Last summer an old friend of mine got married on the Greek island of Paros, which is known for its brilliantly white buildings contrasted against the blue Aegean Sea. I wanted to send her a handmade wedding gift that represented the beautiful location of her wedding. Since I have limited artistic talent (I am not a brilliant illustrator as she is), I decided to knit her an ombre scarf. Ombre might still be considered trendy, but I know I’m a little past the height of ombre hype.
I had a difficult time finding yarn that was the right color, so I settled with a “Frozen”-esque ice blue. Elsa wasn’t whom I had in mind when I made this scarf, but I do love the colors anyway.
I wanted to try an unusual stitch pattern instead of doing my basic ribbing or garter stitch. I don’t have a great attention span for stitch patterns that take 14 rows to complete, so I found a lovely pattern that is repeated every 4 rows. This way I can set it down anytime and be certain where I left off. I went with St. John’s Wort Stitch.
St. John’s wort is a flowering plant that is used medicinally as a sort of cureall. It’s supposedly good for treating anxiety, depression and cuts. I made this scarf so my friend can feel cozy and safe, so it’s fitting it is named for a healing, cheer-you-up herb.
I hope my friend is able to think of this scarf as a warm hug from her past. We haven’t seen each other in more than 10 years, so I wanted her to have a little reminder of home and of her happy day in Santorini.
- 1 hank Heritage Cascade Sock Yarn, color 5630 (or any sport weight yarn in ice blue that is more than 200 yards). I’ll call this color B
- 1 hank Heritage Cascade Sock Yarn, color 5682 (white). I’ll call this color A.

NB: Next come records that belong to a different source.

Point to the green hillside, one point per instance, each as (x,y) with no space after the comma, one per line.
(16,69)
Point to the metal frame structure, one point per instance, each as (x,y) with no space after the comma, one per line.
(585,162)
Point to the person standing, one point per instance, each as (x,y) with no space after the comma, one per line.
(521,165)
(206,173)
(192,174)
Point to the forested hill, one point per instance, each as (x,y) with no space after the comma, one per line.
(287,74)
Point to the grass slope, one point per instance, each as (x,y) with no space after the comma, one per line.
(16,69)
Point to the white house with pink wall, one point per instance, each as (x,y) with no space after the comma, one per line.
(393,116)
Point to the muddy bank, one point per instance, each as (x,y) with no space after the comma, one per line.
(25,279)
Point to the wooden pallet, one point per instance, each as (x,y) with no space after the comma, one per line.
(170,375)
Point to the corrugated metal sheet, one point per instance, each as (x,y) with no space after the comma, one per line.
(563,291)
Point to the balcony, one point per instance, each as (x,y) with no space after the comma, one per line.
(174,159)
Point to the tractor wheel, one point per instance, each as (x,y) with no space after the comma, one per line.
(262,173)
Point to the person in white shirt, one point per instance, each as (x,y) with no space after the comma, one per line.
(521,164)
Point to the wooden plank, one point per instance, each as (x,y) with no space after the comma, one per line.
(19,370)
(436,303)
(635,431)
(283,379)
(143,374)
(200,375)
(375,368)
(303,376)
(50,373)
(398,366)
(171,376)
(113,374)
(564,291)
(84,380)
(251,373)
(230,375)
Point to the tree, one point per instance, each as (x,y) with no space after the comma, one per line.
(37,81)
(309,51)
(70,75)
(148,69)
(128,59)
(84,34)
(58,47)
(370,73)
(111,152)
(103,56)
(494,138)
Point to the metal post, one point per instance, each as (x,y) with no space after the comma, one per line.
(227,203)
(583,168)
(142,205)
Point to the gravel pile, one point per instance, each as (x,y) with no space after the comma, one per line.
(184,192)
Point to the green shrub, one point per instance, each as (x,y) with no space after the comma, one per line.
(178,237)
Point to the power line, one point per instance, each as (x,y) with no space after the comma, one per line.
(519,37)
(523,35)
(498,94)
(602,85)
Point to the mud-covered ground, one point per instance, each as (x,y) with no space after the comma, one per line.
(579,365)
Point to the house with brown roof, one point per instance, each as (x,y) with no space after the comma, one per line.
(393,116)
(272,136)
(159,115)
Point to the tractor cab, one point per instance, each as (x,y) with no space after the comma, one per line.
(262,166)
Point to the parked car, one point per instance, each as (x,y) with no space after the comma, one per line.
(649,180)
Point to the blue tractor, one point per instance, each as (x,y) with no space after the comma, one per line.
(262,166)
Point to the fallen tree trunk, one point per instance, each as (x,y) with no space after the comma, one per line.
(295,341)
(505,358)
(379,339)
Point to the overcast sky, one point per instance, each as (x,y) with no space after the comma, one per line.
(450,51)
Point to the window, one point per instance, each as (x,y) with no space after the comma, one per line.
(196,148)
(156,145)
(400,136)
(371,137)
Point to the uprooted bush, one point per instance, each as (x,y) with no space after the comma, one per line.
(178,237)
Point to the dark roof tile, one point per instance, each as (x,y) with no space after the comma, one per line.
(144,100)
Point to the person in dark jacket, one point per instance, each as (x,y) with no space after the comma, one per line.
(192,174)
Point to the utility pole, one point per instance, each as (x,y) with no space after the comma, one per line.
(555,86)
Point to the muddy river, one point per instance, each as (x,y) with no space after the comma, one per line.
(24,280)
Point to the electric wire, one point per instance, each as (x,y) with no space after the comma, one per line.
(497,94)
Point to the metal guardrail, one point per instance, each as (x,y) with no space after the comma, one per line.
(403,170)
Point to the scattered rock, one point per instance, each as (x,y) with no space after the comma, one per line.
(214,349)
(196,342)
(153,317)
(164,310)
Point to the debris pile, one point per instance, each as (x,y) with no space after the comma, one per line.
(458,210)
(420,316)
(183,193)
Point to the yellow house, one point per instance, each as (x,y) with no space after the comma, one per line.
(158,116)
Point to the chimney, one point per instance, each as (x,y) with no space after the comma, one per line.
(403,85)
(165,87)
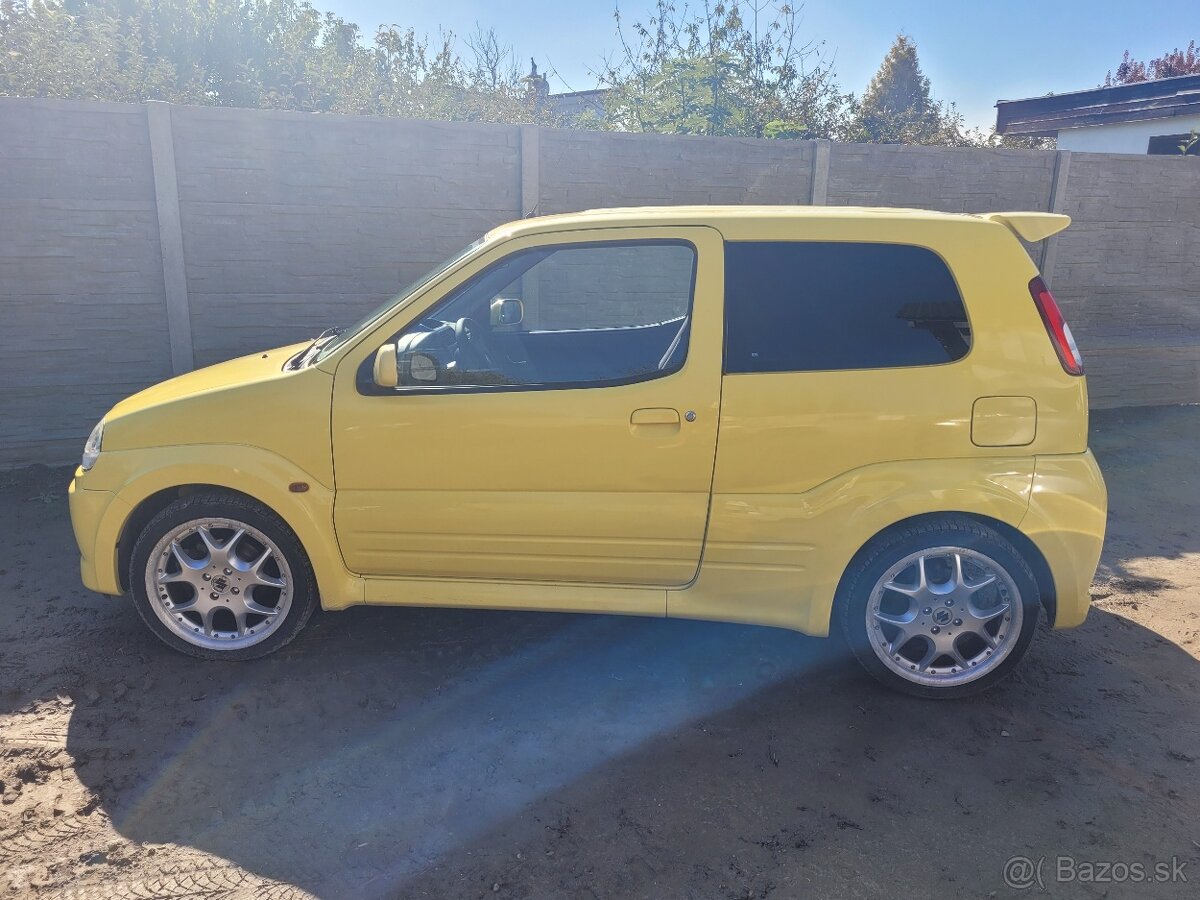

- 1 skein Dale Påfugl mohair, color 0010 (or 100 yards of any mohair brand in white). I’ll call this color 1.
- 1 skein Dale Påfugl mohair, color 6815 (blue). I’ll call this color 2.
- US 10 needles
- CO = Cast on
- psso = pass the slipped stitch over the stitches you just worked
- yo = yarn over (wrap the yarn around the working needle one time before continuing to next stitch)
You’ll be knitting three strands together at all times during this pattern. Start out with one strand of white mohair and two strands of white sport weight. Hold them all together as though they were one piece of yarn.
- 10 inches of AA1 (that’s two strands of A and one strand of 1)
- 11 inches of AB1
- 12 inches of AB2
- 13 inches of BB2
- CO 34 stitches with AA1
- Knit 3 rows in garter stitch.
- Row 1: Slip 1, K1, *Slip 1, k2, psso, k3*. Repeat * 3 more times, Slip 1, K2, psso, k5.
- Row 2: Slip 1, *P5, yo*. Repeat * 4 more times, p3.
- Row 3: Slip 1, k1, *k3, slip 1, k2, psso*. Repeat * 4 more times, k2.
- Row 4: Slip 1, p2, *yo, p5*. Repeat * 4 more times, p6.
- Repeat rows 1-4 13 more times, until piece measures about 10 inches.
- Cut one strand of the sport weight yarn leaving an 8-inch tail.
- Bring in one strand of the blue sport weight and continue working rows 1-4 for 11 inches. This is AB1. You’ll be knitting with one strand of white mohair, one strand of white sport weight and one strand of blue sport weight.
- Cut the white mohair strand, leaving an 8-inch tail.
- Bring in the blue mohair and continue in St. John’s Wort pattern for another 12 inches. This is AB2. You’ll be knitting with one strand of blue mohair, one strand of white sport weight and one strand of blue sport weight.
- Cut the white sport weight strand leaving an 8-inch tail.
- Bring in the other strand of blue sport weight and continue with pattern for another 13 inches or so. This is BB2. You’ll now be knitting with one strand of blue mohair and two strands of blue sport weight.
- Knit 2 rows in garter stitch and cast off.
- Weave in all ends. Block the scarf in the best way that you see fit. I lightly wetted the scarf under running water, laid it out on a towel on a carpeted floor and used straight pins to flatten it out. I let it dry over night.